15th Jun2017

‘Mandy’ Blu-ray Review

by Paul Metcalf

Stars: Mandy Miller, Phyllis Calvert, Jack Hawkins, Terence Morgan, Godfrey Tearle, Marjorie Fielding, Nancy Price, Edward Chapman, Patricia Plunkett, Eleanor Summerfield, Colin Gordon | Written by Nigel Balchin, Jack Whittingham | Directed by Alexander Mackendrick


When you watch Mandy, you can’t help but feel it was a film ahead of its time. The story of a deaf girl unable to speak, the new Blu-ray is the perfect chance to watch the movie again.

When Mandy’s (Mandy Miller) parents discover that their child is deaf, they struggle to help her communicate not only with the outside world, but with themselves too. When Christine (Phyllis Calvert), the mother, decides to take Mandy to a school for deaf children, her husband’s reluctance to allow this puts a strain on their marriage.

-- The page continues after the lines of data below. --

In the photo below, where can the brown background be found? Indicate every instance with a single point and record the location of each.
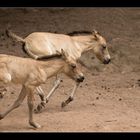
(109, 98)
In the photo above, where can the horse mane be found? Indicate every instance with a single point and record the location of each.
(49, 57)
(75, 33)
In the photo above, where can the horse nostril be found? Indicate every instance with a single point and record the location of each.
(83, 78)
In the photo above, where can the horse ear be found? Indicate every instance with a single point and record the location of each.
(63, 54)
(95, 33)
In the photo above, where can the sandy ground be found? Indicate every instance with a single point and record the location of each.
(109, 98)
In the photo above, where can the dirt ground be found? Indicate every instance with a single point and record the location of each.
(109, 98)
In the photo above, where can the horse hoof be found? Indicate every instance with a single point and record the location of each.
(1, 117)
(35, 125)
(36, 111)
(63, 104)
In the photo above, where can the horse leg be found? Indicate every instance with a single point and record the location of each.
(16, 104)
(43, 103)
(3, 91)
(71, 97)
(41, 93)
(30, 101)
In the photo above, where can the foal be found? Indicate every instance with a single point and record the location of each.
(31, 74)
(40, 45)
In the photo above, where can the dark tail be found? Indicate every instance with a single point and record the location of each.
(14, 36)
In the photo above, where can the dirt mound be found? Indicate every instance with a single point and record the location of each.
(108, 95)
(118, 25)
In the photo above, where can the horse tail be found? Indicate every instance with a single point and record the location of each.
(14, 36)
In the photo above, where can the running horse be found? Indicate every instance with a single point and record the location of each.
(40, 45)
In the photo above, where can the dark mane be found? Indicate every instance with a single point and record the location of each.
(49, 57)
(75, 33)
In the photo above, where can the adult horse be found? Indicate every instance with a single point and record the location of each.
(40, 45)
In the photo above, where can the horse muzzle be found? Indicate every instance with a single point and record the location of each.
(107, 61)
(80, 79)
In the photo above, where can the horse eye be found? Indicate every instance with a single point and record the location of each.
(73, 65)
(104, 47)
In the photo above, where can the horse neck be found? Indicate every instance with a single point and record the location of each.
(53, 67)
(84, 43)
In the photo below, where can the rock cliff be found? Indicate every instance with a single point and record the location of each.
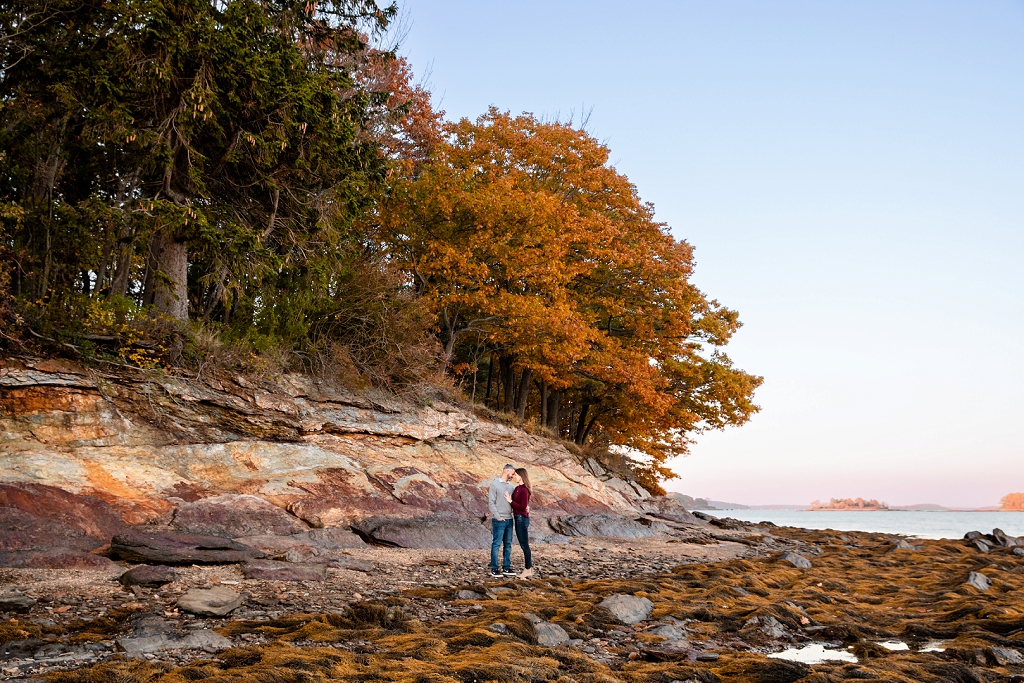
(236, 456)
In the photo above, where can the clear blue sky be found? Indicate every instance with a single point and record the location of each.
(851, 175)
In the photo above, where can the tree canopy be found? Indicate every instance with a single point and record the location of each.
(260, 173)
(528, 245)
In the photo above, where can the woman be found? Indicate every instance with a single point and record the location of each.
(520, 515)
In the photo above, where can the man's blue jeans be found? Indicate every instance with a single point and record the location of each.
(501, 535)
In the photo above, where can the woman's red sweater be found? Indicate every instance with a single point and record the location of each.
(520, 501)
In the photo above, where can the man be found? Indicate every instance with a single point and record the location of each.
(501, 522)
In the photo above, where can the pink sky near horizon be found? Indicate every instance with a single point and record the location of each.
(851, 176)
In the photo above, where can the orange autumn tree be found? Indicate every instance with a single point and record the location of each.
(538, 256)
(1012, 502)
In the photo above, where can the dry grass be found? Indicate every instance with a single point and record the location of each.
(859, 592)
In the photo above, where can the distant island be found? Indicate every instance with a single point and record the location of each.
(849, 504)
(1013, 503)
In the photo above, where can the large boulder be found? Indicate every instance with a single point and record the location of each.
(232, 515)
(147, 575)
(628, 608)
(170, 548)
(669, 508)
(439, 530)
(272, 570)
(54, 558)
(313, 542)
(34, 515)
(20, 530)
(601, 524)
(216, 601)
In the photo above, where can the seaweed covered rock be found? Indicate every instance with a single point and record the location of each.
(628, 608)
(796, 560)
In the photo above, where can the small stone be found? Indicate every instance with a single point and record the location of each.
(979, 581)
(796, 560)
(767, 625)
(550, 635)
(628, 608)
(1004, 539)
(216, 601)
(15, 602)
(148, 575)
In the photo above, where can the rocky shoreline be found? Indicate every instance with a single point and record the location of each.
(163, 529)
(600, 608)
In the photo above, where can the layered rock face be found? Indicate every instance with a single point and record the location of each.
(83, 453)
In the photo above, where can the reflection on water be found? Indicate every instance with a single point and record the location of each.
(813, 653)
(915, 523)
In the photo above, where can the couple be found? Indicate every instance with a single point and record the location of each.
(508, 501)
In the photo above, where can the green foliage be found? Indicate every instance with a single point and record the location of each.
(250, 182)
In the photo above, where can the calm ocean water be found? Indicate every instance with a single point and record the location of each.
(921, 524)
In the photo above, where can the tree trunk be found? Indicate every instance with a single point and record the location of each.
(590, 425)
(508, 381)
(169, 280)
(581, 423)
(544, 403)
(491, 371)
(122, 270)
(520, 399)
(554, 406)
(216, 294)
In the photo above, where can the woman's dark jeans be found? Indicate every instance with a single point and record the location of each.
(522, 534)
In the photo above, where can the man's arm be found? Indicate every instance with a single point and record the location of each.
(493, 501)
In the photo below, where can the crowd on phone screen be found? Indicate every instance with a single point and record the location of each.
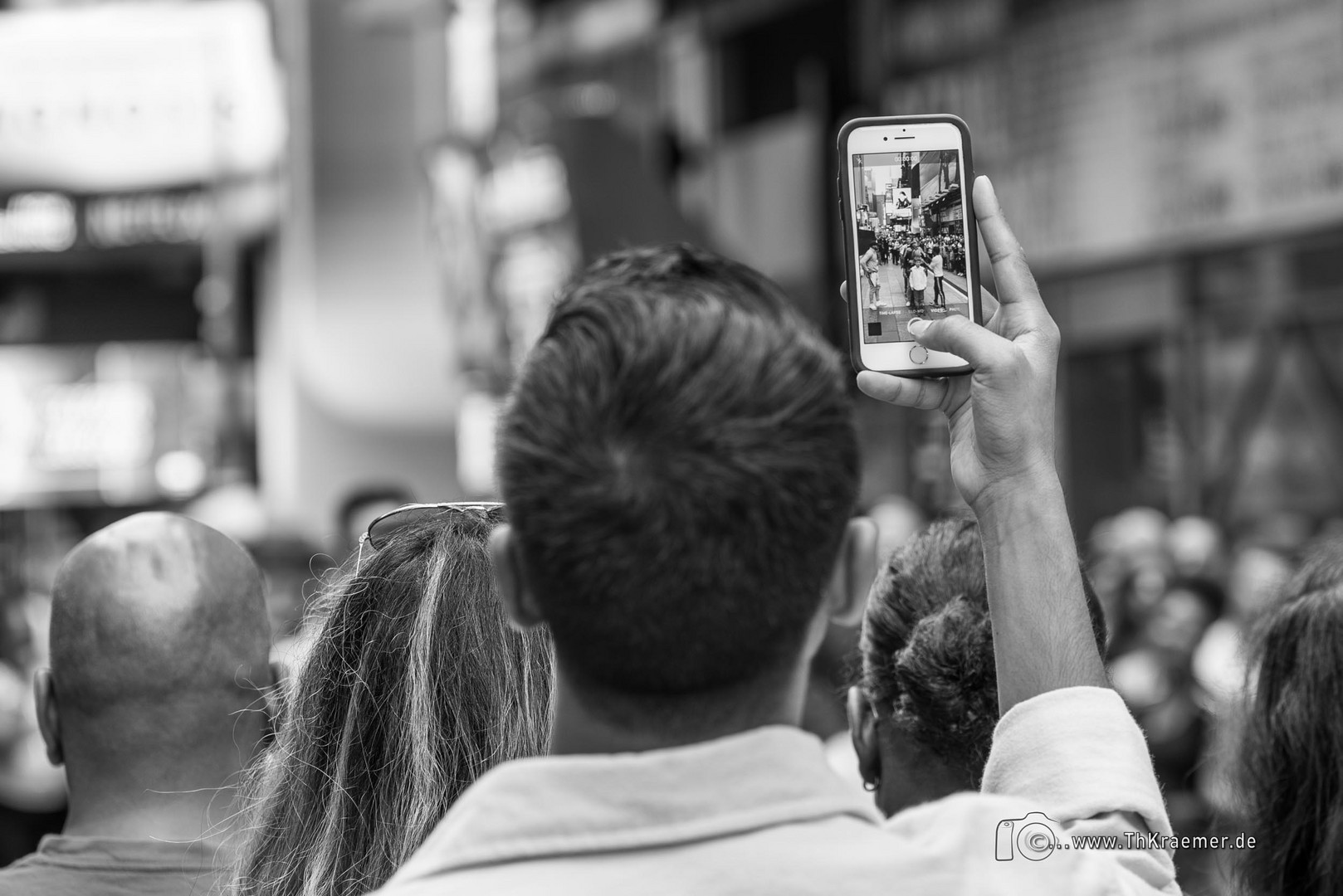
(923, 260)
(598, 688)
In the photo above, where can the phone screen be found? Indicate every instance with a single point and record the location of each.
(911, 240)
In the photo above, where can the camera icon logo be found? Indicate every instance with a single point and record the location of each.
(1030, 837)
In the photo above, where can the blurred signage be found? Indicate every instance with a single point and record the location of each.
(98, 422)
(1121, 128)
(54, 222)
(527, 190)
(136, 95)
(38, 223)
(934, 32)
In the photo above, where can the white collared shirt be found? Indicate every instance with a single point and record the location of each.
(762, 813)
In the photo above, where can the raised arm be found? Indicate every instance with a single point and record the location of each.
(1002, 458)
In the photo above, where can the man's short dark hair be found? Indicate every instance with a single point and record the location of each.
(928, 648)
(680, 461)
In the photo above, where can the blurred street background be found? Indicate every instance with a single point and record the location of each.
(276, 264)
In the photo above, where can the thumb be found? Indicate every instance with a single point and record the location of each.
(960, 336)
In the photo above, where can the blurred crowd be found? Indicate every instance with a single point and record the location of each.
(1182, 598)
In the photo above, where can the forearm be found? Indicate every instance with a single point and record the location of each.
(1043, 631)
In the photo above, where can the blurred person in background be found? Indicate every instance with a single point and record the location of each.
(680, 464)
(1155, 676)
(1288, 776)
(154, 704)
(414, 685)
(924, 709)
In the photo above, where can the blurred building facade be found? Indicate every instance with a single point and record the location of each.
(316, 261)
(1175, 173)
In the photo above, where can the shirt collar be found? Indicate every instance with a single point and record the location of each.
(571, 805)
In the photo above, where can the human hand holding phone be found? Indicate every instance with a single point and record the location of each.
(1002, 458)
(1002, 416)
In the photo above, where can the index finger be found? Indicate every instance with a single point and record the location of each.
(1012, 275)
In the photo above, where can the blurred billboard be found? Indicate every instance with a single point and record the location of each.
(120, 423)
(133, 95)
(1116, 129)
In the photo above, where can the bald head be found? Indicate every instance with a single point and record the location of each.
(159, 648)
(158, 611)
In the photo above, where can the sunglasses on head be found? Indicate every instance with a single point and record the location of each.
(383, 525)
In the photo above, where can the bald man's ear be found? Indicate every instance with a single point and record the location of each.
(49, 715)
(854, 571)
(519, 602)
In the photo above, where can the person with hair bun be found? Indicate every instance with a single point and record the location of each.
(925, 704)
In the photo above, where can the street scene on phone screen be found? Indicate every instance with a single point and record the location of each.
(911, 240)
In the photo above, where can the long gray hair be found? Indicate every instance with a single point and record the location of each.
(414, 687)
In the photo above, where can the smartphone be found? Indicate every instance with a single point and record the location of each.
(911, 246)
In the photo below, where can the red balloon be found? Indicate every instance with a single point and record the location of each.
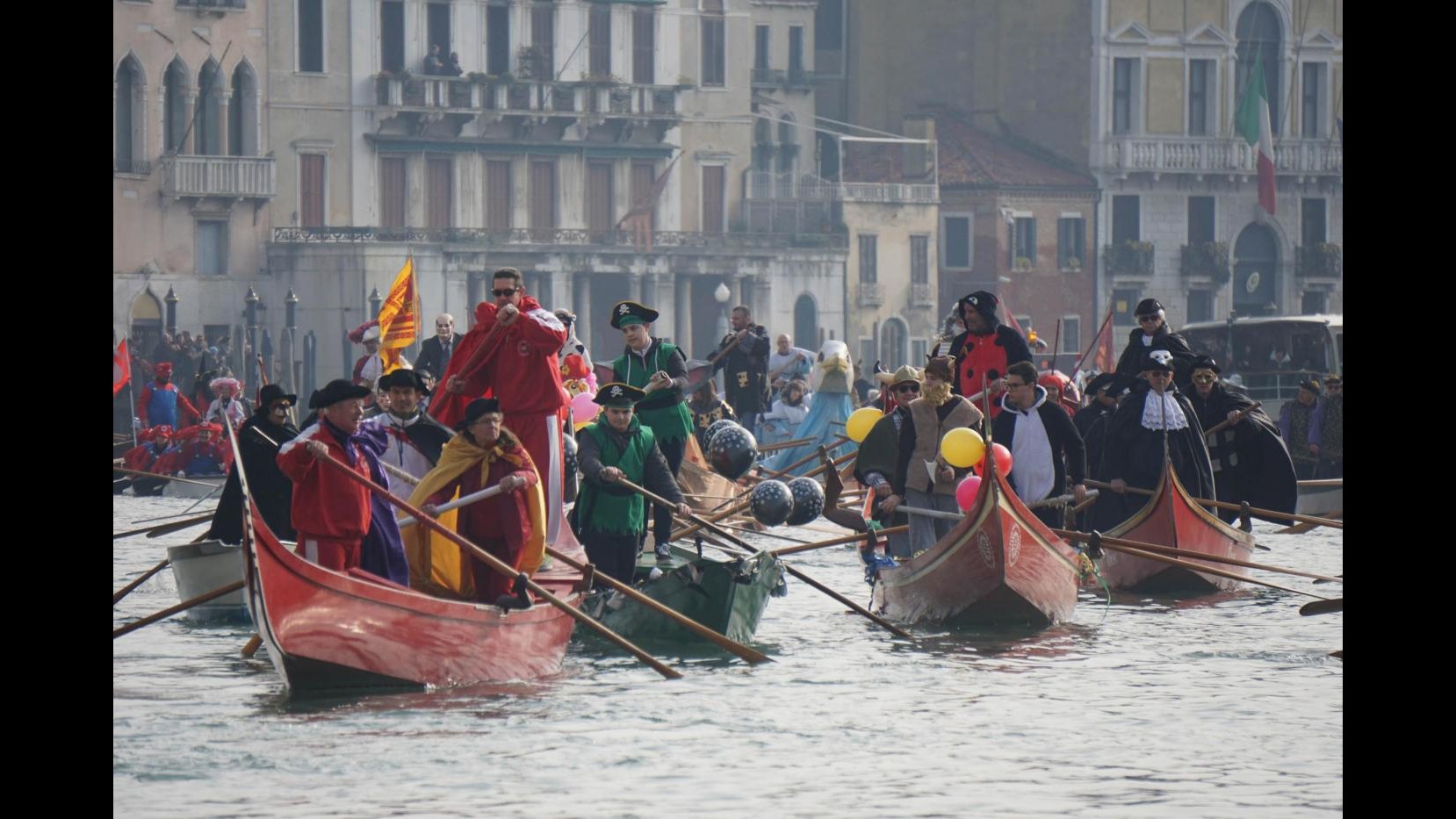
(966, 492)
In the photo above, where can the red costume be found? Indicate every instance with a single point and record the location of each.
(329, 511)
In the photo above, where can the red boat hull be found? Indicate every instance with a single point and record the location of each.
(331, 632)
(1171, 518)
(998, 566)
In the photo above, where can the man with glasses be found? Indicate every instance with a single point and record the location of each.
(1136, 436)
(1044, 445)
(880, 451)
(1248, 456)
(1327, 433)
(511, 351)
(1152, 334)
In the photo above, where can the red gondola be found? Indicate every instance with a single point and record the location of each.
(1171, 518)
(998, 566)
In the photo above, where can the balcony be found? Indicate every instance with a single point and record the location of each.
(871, 294)
(232, 178)
(1128, 259)
(1206, 259)
(1210, 154)
(1323, 259)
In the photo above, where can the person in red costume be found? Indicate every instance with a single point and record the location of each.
(511, 354)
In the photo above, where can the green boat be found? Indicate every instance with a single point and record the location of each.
(724, 593)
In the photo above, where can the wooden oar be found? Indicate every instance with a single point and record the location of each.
(1232, 506)
(126, 589)
(183, 606)
(836, 542)
(721, 640)
(502, 568)
(750, 549)
(139, 473)
(1186, 555)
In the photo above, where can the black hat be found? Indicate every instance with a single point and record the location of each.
(402, 378)
(335, 392)
(475, 409)
(271, 393)
(626, 313)
(617, 394)
(1157, 360)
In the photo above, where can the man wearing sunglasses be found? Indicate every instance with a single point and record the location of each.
(880, 453)
(1153, 334)
(1248, 456)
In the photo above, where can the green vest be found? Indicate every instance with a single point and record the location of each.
(615, 509)
(663, 412)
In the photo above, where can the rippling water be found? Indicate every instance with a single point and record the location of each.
(1221, 706)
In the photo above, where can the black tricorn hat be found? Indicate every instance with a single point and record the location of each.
(475, 409)
(335, 392)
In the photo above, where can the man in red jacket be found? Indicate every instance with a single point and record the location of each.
(511, 351)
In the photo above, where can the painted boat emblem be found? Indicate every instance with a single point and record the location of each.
(983, 542)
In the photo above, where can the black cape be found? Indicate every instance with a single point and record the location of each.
(1250, 458)
(271, 489)
(1135, 454)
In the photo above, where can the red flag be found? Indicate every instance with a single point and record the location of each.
(119, 367)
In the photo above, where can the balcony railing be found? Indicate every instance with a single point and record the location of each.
(254, 178)
(1323, 259)
(1128, 259)
(559, 236)
(1208, 154)
(1206, 259)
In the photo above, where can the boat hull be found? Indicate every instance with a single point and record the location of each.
(332, 633)
(998, 566)
(1171, 518)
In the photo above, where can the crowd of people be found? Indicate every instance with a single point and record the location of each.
(494, 407)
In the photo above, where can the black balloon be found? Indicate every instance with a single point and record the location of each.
(770, 502)
(809, 500)
(732, 453)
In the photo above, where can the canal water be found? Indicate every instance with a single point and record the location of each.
(1219, 706)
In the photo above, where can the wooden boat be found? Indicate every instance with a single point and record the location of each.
(331, 632)
(1321, 496)
(724, 593)
(1171, 518)
(999, 564)
(203, 566)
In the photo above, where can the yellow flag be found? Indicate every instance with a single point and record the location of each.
(400, 316)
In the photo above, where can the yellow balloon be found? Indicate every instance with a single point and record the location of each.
(861, 422)
(962, 447)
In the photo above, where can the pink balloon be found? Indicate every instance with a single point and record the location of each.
(966, 492)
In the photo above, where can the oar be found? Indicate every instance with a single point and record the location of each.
(502, 568)
(743, 544)
(1186, 555)
(1199, 568)
(165, 528)
(1234, 506)
(1323, 607)
(139, 473)
(126, 589)
(183, 606)
(836, 542)
(721, 640)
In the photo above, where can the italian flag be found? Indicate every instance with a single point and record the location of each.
(1254, 127)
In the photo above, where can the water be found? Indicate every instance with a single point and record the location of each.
(1223, 706)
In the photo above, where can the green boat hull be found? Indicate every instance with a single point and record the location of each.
(724, 595)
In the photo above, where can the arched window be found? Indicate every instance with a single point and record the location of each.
(1259, 37)
(805, 322)
(242, 112)
(174, 105)
(208, 110)
(132, 119)
(893, 343)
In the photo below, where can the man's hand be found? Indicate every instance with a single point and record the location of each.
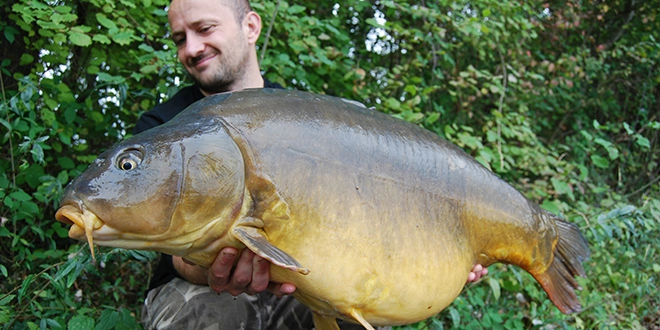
(235, 274)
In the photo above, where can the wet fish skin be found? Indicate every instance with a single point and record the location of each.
(375, 220)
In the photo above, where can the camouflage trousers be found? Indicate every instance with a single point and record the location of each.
(181, 305)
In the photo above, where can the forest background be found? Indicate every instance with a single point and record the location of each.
(558, 98)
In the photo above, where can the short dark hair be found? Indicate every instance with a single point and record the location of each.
(241, 8)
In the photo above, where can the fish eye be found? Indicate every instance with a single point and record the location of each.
(129, 160)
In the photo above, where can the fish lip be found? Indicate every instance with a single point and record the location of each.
(83, 222)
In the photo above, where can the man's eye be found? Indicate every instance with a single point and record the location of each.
(179, 41)
(205, 29)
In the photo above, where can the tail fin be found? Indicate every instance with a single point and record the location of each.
(558, 280)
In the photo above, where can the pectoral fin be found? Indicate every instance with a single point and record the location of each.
(250, 234)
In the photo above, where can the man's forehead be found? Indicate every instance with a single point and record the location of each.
(194, 12)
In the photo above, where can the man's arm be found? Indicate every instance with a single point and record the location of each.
(251, 273)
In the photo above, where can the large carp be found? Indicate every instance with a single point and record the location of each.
(375, 220)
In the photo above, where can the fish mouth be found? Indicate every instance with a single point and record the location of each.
(83, 223)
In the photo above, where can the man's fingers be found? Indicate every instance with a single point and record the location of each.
(221, 269)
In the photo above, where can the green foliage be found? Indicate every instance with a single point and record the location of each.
(560, 99)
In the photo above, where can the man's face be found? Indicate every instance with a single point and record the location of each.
(211, 43)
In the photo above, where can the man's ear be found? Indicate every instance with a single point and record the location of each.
(252, 26)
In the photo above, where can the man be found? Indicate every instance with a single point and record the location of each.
(216, 43)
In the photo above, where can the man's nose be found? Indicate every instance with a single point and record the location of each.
(194, 45)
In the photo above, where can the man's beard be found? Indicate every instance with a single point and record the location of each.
(223, 78)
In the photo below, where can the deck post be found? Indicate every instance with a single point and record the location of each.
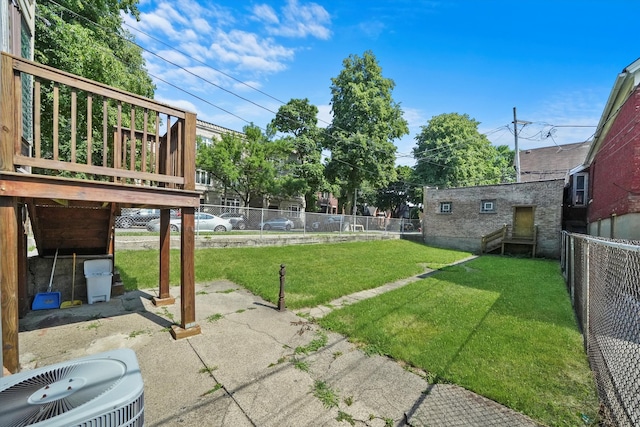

What is impressive about Mandy is that it doesn’t over dramatise the story of a little girl trapped in her own little world, but take a serious tone that pushes the most important element at the audience, the well-being of Mandy.

While her parents fight over how she should be looked after, throughout the film we see the girl come out of her shell and learn how to communicate. It is telling that it is Mandy’s teacher Searle (Jack Hawkins) that sums up the problem with the parents when he simply tells them he doesn’t care about their marital problems, he just wants to be able to teach and help the children. Though arguably some of his actions have caused further problems in the marriage.

In the film, while the actress who plays Mandy may not have been really deaf, she puts on a performance that easily gives that impression. We are able to see the girl’s frustration at not being able to communicate, there are also moments that all sound in the film is cut off to further place us into her world. What is most important though is the way we see her learn to speak.

Filmed with the help of a school for deaf children, the techniques used with Mandy are realistic and further push that the importance is pulling the character out of the little world she is trapped in. The inclusion of deaf children in the film also further adds to the heart-warming nature of the film, as we see that with help, they are able to blossom. If anything, it is the blindness of the able-bodied that holds them back.

One thing to note about Mandy is that it is very much a film of its time, but also one that pushes against the social norms. We have the father (Terence Morgan) who expects his wife to do as she is told, and that it is his job to help Mandy, even if it holds her back in the progress. It is his pigheadedness that is the major hurdle in the film, and he can be an annoying character. While his actions can be understood, they can never be said to be right. If anything, he represents the blindness of stuffiness of a society that needed to change, to provide help instead of hinder it.

Now celebrating its 65-year anniversary this is the perfect time to watch Mandy. It shows how far we’ve come from a time of almost being ashamed of people society classes as “not normal” and how now thankfully, we look to understanding and education as an approach to helping instead of hindering them. With a brilliant performance by Mandy Miller, this is one movie that manages to stick in your mind for a long time.

***** 5/5

Mandy is available on DVD and Blu-ray in the UK now.